Search code examples
socketswcfserviceconnectionnet-tcp

WCF service Net TCP socket connection get aborted after 15 minutes, always and regardless of binding configuration


I have a WCF service (not hosted through IIS) and I have another application that communicates with my WCF through net TCP. Everything works great except for long running operations. My WCF may perform tasks such as running queries or backup databases, etc. These tasks may take several minutes or hours to complete.

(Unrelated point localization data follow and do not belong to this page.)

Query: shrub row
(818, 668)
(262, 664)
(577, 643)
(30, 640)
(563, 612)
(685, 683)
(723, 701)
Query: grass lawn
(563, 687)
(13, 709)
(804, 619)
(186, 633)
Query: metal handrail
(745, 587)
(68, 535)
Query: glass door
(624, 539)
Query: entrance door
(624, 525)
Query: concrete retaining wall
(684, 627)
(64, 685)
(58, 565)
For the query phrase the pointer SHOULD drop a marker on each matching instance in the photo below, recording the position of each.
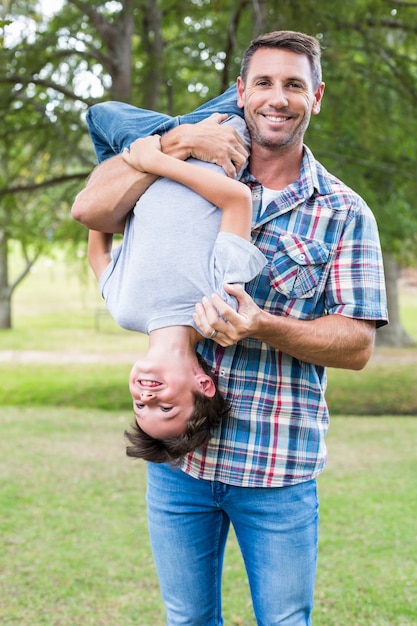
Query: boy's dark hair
(287, 40)
(206, 416)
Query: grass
(75, 548)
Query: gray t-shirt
(172, 255)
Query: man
(316, 304)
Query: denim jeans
(114, 125)
(277, 531)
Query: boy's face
(162, 396)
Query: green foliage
(173, 56)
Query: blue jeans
(277, 531)
(114, 125)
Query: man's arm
(330, 341)
(114, 186)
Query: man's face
(278, 98)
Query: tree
(172, 56)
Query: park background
(73, 522)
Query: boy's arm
(114, 187)
(231, 196)
(111, 192)
(99, 251)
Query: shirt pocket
(297, 266)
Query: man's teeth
(274, 118)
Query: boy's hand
(144, 153)
(208, 141)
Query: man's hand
(231, 326)
(208, 141)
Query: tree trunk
(394, 334)
(5, 291)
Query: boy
(177, 247)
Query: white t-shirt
(172, 255)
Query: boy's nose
(146, 395)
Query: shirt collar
(313, 180)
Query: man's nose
(278, 96)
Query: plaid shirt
(324, 258)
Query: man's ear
(206, 385)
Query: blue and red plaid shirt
(324, 258)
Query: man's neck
(276, 170)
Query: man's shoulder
(332, 188)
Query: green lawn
(75, 549)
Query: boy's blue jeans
(189, 519)
(114, 125)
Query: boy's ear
(206, 385)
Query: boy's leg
(188, 535)
(114, 125)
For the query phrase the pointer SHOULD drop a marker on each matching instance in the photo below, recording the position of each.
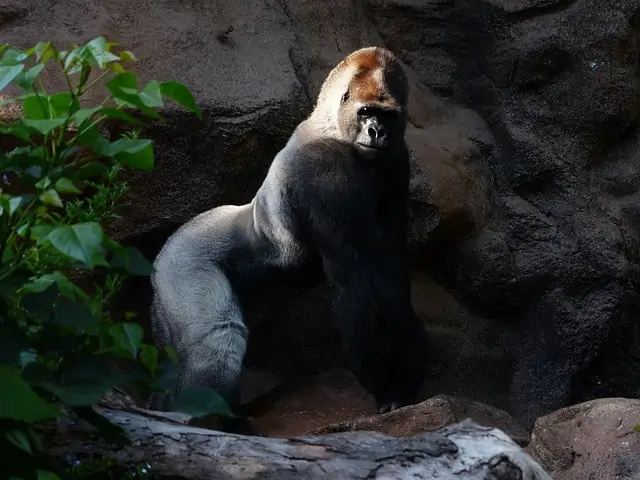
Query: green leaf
(60, 104)
(26, 80)
(82, 242)
(39, 233)
(126, 338)
(149, 358)
(47, 475)
(51, 197)
(132, 260)
(19, 402)
(180, 94)
(44, 126)
(199, 402)
(65, 185)
(85, 114)
(65, 286)
(35, 106)
(19, 439)
(90, 170)
(12, 204)
(42, 49)
(120, 115)
(124, 88)
(8, 73)
(137, 153)
(69, 313)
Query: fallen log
(463, 450)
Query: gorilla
(333, 205)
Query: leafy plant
(59, 188)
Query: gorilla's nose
(376, 131)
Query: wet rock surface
(591, 440)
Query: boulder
(598, 439)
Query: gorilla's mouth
(369, 146)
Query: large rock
(591, 440)
(526, 168)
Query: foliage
(58, 266)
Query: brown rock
(430, 415)
(592, 440)
(297, 408)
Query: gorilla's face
(372, 115)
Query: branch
(463, 450)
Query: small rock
(591, 440)
(430, 415)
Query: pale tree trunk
(464, 450)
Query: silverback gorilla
(334, 202)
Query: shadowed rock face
(526, 169)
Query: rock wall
(526, 172)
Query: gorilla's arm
(363, 258)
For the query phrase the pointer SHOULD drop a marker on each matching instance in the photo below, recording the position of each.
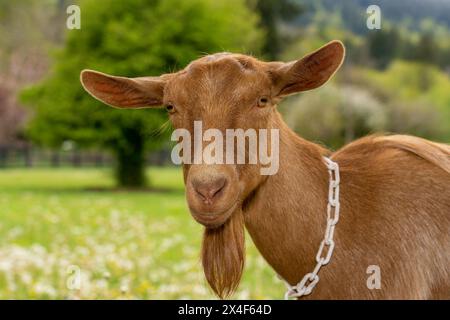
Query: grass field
(66, 234)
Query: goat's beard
(223, 255)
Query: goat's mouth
(213, 220)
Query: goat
(394, 190)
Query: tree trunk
(130, 160)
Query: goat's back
(395, 213)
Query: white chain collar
(309, 281)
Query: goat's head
(224, 91)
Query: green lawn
(65, 234)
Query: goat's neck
(286, 216)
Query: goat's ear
(121, 92)
(310, 72)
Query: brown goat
(394, 190)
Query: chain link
(310, 280)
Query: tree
(273, 12)
(132, 38)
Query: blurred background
(90, 205)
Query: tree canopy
(130, 38)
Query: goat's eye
(263, 101)
(170, 108)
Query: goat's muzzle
(212, 192)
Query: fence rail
(32, 156)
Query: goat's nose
(209, 190)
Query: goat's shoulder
(399, 150)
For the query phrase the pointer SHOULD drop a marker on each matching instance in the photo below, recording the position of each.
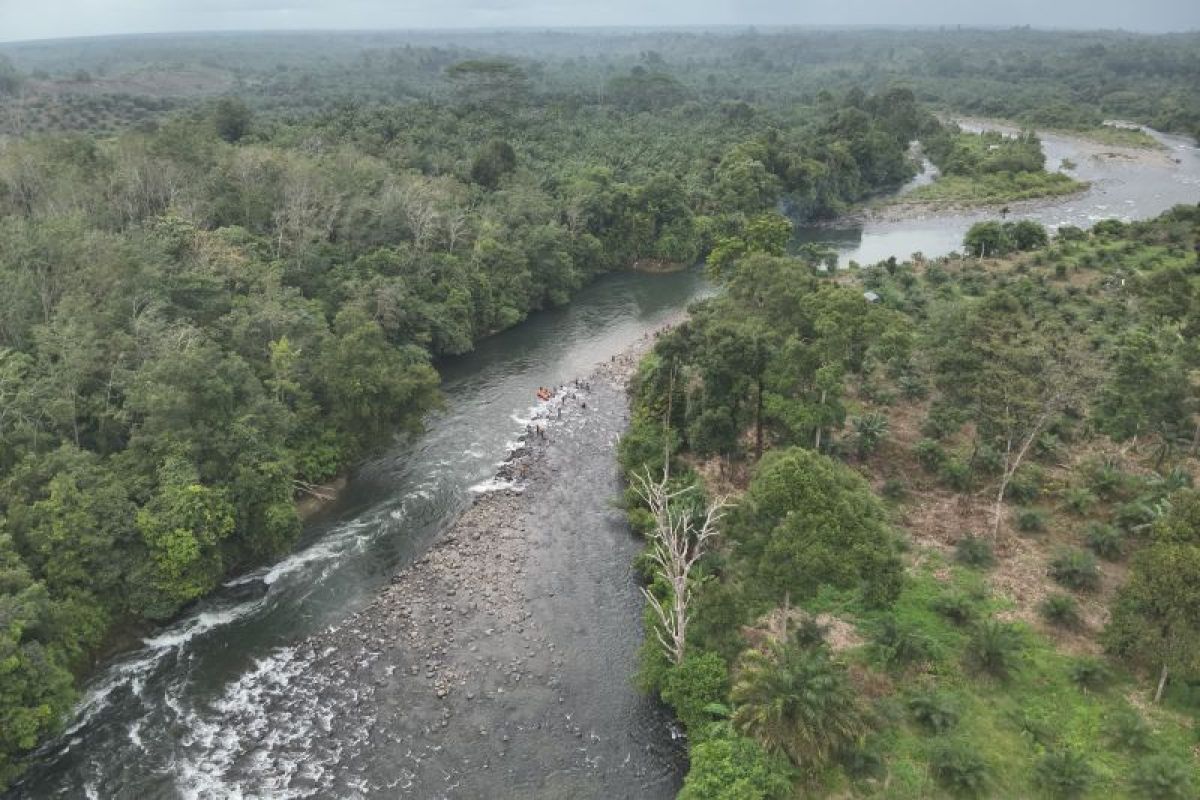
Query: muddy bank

It is also not an option to perform these tasks asynchronously.

Problem: at the 15 minutes mark, the socket connection gets aborted and I can't seem to figure out where this is coming from...

Here is the configuration of the WCF service:

<system.serviceModel>
<bindings>
    <netTcpBinding>
        <binding name="NetTcpBindingConfigurationForMyWCF"
                 openTimeout="24:00:00"
                 closeTimeout="24:00:00"
                 sendTimeout="24:00:00"
                 receiveTimeout="24:00:00"
                 maxReceivedMessageSize="9223372036854775807"
                 transferMode="Streamed">
            <readerQuotas maxDepth="2147483647" maxStringContentLength="2147483647" />
        </binding>
    </netTcpBinding>
</bindings>

<services>
    <service name="Namespace.MyWCF">
        <endpoint address=""
                  binding="netTcpBinding"
                  bindingConfiguration="NetTcpBindingConfigurationForMyWCF"
                  name="NetTcpBindingEndpointMyWCF"
                  contract="MyWCF.IMyWCF" />
        <endpoint address="mex" 
                  binding="mexTcpBinding" 
                  bindingConfiguration="" 
                  name="MexTcpBindingEndpoint" 
                  contract="IMetadataExchange" />
        <host>
            <baseAddresses>
                <add baseAddress="net.tcp://SQLServer/MyWCF" />
            </baseAddresses>
        </host>
    </service>
</services>
<behaviors>
    <serviceBehaviors>
        <behavior name="">
            <dataContractSerializer maxItemsInObjectGraph="2147483646"/>
            <serviceThrottling maxConcurrentCalls="1000" maxConcurrentInstances="1000" maxConcurrentSessions="1000"/>
            <serviceMetadata httpGetEnabled="false" httpsGetEnabled="false" />
            <serviceDebug includeExceptionDetailInFaults="true" />
        </behavior>
    </serviceBehaviors>
</behaviors>

And this is the configuration of my application:

<system.serviceModel>
<bindings>
    <netTcpBinding>
        <binding name="NetTcpBindingConfigurationForMyWCF"
                 openTimeout="24:00:00"
                 closeTimeout="24:00:00"
                 sendTimeout="24:00:00"
                 receiveTimeout="24:00:00"
                 maxReceivedMessageSize="9223372036854775807"
                 transferMode="Streamed">
            <readerQuotas maxDepth="2147483647" maxStringContentLength="2147483647" />
        </binding>
    </netTcpBinding>
</bindings>
<client>
    <endpoint address="net.tcp://SQLServer/MyWCF"
              binding="netTcpBinding"
              bindingConfiguration="NetTcpBindingConfigurationForMyWCF"
              contract="MyWCF.IMyWCF"
              name="NetTcpBindingEndpointMyWCF">
    </endpoint>
</client>

Here's what I desperately tried so far, without any luck:
- Set all timeout values to 24 hours
- Added config for serviceThrottling with large values for maxConcurrentCalls, maxConcurrentInstances & maxConcurrentSessions
- Disabled firewall on both servers
- Enabled nettcpbinding port sharing
- Enabled reliable session with inactivityTimeout = 24h

No matter what I try I keep getting the following error after 15 minutes:

Exception msg: An existing connection was forcibly closed by the remote host
Exception type: System.Net.Sockets.SocketException
Stack trace:    at System.Net.Sockets.Socket.Receive(Byte[] buffer, Int32 offset, Int32 size, SocketFlags socketFlags)
   at System.ServiceModel.Channels.SocketConnection.ReadCore(Byte[] buffer, Int32 offset, Int32 size, TimeSpan timeout, Boolean closing)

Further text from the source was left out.